# center of cakes not cooked!!!



## glotjoe (Jun 16, 2009)

I noticed that whenever I put more than 1 cake pan in the oven at the same time, the centers don't cook fully. Why does this happen? Should I just put 1 cake pan in at a time? I also thought that it's best to bake the cake immediately after mixing all the ingredients...


----------



## kuan (Jun 11, 2001)

You need to check the centers with a wooden toothpick. Insert the toothpick into the center and pull it out. If it comes out clean it's done.


----------



## amazingrace (Jul 28, 2006)

Just guessing...maybe you're not preheating the oven long enough. Or it could be that too much hot air is escaping while you put the second cake in. If so, when the door closes, the oven superheats to recover, and this can make the outside of the cake get done before the middle. Or in addition to either or both of those things, the oven thermostat might be off a few degrees. My opinion is that you should be able to successfully bake two cakes without the centers being under done.


----------



## gunnar (Apr 3, 2008)

don't take this wrong but simple physics say that an oven of x and x size cooks ONE cake at x and two cakes at X+. Mass is something to be considered. Try giving em an extra 5 minutes and doing a toothpick check, it may take longer. you are totally right to expect to be able to cook two cakes at once, but unless you have a commercial oven your not going to do it in the same amount of time. best of luck.


----------



## drammer (Mar 30, 2009)

A couple things I have found is:
- Use double action baking powder. Single action and baking soda only work after you mix them in with the other ingredients, specifically acid based, and stop working after a period. Double action baking powder will work both at the beginning and when the baking powder gets to a certain temperature.
- When I put in two or more quick loaves or cakes I make sure they are as far apart from each other as I can get them while staying away from the walls of the oven. I also put them on baking sheets in the middle of the oven on the same rack.
- If you must look, don't open the oven door until at least 20 minutes into the bake.
- When I use a wooden skewer, before you puncher the cake give it a tap on the top. if it wiggles or moves wait 10 minutes and try later. If you puncher it too early the centre will fall. And be quick.
- When using the skewer I put it in on an angle where I pass through the centre and middle of the cake. When I bring it out I runit through my fingers to see if there is any dough that I couldn't see on the skewer.
- Rotate the cakes in the oven when the cakes are firm enough to ensure even cooking and an even amount of colour. Visualize it first and then do it quickly.


----------



## m brown (May 29, 1999)

get an instant read thermometer and check the center of your cake.
Make sure you hit around 195 to 205 degrees F. 
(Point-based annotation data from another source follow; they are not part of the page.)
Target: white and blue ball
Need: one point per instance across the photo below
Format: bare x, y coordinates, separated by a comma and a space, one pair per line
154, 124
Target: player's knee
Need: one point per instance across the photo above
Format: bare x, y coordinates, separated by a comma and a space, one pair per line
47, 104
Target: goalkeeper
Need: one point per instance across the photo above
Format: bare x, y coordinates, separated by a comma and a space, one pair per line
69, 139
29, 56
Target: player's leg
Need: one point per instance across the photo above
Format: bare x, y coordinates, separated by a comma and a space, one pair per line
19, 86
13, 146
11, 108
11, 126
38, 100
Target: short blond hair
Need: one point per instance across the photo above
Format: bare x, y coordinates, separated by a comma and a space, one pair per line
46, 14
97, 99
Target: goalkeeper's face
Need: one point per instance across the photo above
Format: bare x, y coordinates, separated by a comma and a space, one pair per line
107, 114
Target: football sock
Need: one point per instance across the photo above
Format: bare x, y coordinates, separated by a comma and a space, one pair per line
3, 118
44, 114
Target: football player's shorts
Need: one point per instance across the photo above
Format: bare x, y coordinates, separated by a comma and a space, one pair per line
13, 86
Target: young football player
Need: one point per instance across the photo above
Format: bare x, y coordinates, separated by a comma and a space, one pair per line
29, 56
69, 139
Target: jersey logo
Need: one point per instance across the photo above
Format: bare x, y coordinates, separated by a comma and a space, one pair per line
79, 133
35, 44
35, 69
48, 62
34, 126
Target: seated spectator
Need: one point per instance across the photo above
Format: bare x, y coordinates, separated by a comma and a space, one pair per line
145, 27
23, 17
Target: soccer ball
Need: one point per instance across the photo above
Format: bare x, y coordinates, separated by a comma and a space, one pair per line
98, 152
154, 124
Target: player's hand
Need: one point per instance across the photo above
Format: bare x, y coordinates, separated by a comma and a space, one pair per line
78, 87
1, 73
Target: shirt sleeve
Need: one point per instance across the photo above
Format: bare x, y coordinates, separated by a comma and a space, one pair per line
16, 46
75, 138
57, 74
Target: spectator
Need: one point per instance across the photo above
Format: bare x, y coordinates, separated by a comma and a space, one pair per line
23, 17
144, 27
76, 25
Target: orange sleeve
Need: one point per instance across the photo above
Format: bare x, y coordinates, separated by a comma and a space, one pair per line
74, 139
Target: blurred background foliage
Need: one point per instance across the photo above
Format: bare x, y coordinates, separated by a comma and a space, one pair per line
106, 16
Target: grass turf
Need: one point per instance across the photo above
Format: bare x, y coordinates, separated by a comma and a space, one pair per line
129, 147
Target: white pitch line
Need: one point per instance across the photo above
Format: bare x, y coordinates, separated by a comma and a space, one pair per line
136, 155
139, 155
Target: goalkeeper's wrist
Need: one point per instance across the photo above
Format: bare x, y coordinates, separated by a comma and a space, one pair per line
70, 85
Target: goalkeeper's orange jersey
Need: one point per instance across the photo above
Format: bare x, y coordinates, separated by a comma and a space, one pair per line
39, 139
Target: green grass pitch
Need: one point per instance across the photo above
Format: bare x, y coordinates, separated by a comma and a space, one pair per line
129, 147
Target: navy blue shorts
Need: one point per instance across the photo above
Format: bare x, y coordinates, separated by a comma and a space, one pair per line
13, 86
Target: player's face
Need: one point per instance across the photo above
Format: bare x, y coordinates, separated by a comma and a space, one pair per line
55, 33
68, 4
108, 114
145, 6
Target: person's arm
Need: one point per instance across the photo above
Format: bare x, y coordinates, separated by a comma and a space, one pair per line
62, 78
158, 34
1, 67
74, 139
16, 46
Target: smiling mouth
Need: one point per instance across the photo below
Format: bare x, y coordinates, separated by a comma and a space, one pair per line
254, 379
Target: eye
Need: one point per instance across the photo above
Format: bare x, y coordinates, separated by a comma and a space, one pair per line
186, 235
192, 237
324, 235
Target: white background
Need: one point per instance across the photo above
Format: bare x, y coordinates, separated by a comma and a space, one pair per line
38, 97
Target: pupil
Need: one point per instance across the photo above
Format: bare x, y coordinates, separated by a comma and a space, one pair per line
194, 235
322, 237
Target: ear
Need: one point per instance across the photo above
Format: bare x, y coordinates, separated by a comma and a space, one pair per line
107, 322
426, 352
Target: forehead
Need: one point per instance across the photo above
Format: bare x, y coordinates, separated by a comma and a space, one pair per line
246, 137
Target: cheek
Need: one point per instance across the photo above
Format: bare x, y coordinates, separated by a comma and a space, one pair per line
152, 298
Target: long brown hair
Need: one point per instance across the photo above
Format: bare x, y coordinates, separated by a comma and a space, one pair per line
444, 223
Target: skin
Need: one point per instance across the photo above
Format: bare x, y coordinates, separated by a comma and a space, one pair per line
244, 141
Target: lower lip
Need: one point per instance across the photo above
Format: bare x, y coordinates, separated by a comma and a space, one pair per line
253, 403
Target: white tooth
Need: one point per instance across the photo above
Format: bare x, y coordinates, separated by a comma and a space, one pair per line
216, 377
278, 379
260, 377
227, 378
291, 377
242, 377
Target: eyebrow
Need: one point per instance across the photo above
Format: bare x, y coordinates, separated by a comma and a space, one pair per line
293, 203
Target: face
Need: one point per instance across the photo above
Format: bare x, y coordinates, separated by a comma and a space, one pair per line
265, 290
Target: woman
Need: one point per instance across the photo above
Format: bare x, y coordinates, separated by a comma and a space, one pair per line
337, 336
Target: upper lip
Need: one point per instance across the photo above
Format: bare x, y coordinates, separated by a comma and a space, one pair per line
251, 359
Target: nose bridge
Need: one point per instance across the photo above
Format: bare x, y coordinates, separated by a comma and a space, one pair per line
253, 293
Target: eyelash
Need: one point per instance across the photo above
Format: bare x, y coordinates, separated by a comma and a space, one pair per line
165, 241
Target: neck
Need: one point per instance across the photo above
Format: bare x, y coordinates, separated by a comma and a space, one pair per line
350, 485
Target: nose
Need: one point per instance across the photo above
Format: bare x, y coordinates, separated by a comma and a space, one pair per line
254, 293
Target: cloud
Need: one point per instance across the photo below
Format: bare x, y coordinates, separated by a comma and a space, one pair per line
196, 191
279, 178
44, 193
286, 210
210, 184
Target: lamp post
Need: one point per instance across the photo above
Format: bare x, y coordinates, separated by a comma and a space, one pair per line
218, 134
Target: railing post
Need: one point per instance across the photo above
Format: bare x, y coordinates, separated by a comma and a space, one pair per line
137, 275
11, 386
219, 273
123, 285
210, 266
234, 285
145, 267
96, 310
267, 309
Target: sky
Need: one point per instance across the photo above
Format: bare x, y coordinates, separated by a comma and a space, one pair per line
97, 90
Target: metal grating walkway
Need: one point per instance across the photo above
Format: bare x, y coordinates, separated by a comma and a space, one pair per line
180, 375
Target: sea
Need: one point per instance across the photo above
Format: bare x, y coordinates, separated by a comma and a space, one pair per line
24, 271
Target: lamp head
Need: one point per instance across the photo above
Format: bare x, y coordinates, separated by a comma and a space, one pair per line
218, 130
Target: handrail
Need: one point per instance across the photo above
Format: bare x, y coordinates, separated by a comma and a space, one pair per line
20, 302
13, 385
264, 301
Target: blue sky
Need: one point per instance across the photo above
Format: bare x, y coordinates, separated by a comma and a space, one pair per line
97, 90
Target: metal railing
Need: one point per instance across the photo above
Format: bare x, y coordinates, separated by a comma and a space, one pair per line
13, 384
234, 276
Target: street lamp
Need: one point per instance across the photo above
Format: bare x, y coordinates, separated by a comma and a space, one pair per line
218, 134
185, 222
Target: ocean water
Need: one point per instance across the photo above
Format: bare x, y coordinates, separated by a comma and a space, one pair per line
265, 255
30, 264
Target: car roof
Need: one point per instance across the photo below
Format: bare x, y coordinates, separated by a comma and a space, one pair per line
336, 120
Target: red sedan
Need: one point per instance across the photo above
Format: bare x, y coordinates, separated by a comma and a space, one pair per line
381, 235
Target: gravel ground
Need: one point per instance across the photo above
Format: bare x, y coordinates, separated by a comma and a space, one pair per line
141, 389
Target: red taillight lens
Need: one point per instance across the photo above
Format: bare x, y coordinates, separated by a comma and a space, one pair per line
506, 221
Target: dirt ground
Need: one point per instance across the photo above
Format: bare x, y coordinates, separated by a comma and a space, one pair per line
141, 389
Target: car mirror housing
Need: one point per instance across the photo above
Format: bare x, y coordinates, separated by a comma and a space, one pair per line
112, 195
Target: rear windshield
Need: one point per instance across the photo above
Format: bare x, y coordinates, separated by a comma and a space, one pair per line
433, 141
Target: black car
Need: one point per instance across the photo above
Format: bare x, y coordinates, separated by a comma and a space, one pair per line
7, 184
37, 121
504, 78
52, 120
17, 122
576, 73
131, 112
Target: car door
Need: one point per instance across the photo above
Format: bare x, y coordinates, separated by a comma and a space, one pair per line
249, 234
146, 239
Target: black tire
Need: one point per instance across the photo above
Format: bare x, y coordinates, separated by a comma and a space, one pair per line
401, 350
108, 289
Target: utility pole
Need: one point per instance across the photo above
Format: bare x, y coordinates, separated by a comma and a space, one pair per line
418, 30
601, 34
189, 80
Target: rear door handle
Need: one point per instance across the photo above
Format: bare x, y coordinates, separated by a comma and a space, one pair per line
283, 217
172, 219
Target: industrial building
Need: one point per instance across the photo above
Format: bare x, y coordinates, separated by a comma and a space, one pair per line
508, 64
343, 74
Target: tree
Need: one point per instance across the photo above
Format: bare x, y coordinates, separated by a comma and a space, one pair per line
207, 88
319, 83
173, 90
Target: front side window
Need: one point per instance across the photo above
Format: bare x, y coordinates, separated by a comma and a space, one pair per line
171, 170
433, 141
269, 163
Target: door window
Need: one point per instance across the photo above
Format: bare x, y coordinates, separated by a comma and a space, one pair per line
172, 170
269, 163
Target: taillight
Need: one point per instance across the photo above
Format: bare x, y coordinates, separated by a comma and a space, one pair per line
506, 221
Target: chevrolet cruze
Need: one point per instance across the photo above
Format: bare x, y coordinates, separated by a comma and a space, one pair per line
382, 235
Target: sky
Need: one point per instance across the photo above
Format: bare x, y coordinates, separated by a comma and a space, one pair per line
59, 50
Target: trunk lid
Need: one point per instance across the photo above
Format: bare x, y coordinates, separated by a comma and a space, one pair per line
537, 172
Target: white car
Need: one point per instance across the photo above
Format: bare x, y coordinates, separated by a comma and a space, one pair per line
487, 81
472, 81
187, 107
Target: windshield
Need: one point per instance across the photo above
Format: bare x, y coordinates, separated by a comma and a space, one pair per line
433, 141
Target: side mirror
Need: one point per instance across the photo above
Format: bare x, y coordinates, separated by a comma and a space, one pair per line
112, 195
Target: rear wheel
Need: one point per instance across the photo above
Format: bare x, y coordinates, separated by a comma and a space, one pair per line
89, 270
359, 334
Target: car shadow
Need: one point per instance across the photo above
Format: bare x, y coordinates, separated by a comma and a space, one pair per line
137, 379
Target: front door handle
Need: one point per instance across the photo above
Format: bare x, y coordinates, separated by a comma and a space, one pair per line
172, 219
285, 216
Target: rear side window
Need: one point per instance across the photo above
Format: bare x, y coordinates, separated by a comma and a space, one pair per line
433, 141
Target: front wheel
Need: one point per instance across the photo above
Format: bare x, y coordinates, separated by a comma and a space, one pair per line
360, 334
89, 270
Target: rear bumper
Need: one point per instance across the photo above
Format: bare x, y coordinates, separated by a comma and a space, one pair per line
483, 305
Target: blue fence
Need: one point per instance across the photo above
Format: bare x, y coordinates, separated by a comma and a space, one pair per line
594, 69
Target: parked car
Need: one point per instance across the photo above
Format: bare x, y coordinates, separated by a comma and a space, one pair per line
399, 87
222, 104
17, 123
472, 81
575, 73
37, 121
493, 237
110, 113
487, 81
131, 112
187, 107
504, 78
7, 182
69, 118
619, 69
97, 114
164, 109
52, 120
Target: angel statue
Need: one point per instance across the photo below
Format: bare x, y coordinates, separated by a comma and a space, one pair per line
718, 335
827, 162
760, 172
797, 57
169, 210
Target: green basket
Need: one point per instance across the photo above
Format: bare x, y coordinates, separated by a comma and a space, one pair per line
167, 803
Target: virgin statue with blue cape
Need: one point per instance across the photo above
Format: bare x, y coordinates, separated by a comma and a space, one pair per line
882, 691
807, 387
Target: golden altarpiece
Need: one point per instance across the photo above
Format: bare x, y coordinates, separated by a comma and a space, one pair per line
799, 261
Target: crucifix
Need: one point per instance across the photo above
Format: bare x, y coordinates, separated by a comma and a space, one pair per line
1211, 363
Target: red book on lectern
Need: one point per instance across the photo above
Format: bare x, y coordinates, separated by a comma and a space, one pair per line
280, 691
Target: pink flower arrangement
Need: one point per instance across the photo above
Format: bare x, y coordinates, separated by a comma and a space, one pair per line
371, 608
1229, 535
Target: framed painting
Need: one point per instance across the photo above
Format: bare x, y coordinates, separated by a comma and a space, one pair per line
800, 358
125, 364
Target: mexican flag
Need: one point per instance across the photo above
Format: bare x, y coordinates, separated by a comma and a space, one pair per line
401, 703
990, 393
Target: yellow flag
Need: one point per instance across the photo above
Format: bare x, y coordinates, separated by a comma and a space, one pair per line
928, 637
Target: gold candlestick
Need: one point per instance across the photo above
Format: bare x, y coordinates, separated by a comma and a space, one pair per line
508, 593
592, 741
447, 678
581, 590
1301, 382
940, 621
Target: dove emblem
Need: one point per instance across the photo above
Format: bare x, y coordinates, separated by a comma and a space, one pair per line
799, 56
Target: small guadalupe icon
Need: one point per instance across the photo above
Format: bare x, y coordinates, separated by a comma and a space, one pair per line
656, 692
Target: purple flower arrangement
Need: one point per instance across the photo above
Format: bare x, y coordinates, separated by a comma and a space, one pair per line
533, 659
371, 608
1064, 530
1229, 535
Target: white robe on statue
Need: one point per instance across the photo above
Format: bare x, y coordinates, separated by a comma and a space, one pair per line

not a big fan of toothpicks. 

this will insure the starches have gelled and set, the eggs are cooked, the dehydration has taken place.


----------



## glotjoe (Jun 16, 2009)

I have done that already... left them in an extra 5-10 minutes, did the toothpick test... but for some reason, they're still undercooked in the center. Don't know what else to try...


----------



## drammer (Mar 30, 2009)

Sounds like they need more time, typically if still soft in the centre at least 10 minutes more.


----------



## glotjoe (Jun 16, 2009)

Perhaps my oven thermostat is off? What is the best way I can check the thermostat of my oven?


----------



## gunnar (Apr 3, 2008)

go to a kitchen supply store and get an in oven thermometer.


----------



## jfield (Sep 4, 2008)

Never go by the time specified in a recipe for baking--there are too many variables that can alter your optimal baking time: your oven temp, how far apart you place the cakes, etc.

Bake them until they are done. That sounds simplistic, but if they aren't set in the centers when you check them, bake them for longer. If the tops of your cakes are getting a little dark, cover them loosely with foil--just lay a piece on top, don't try to crimp it or fold it over the edges of the pan.


----------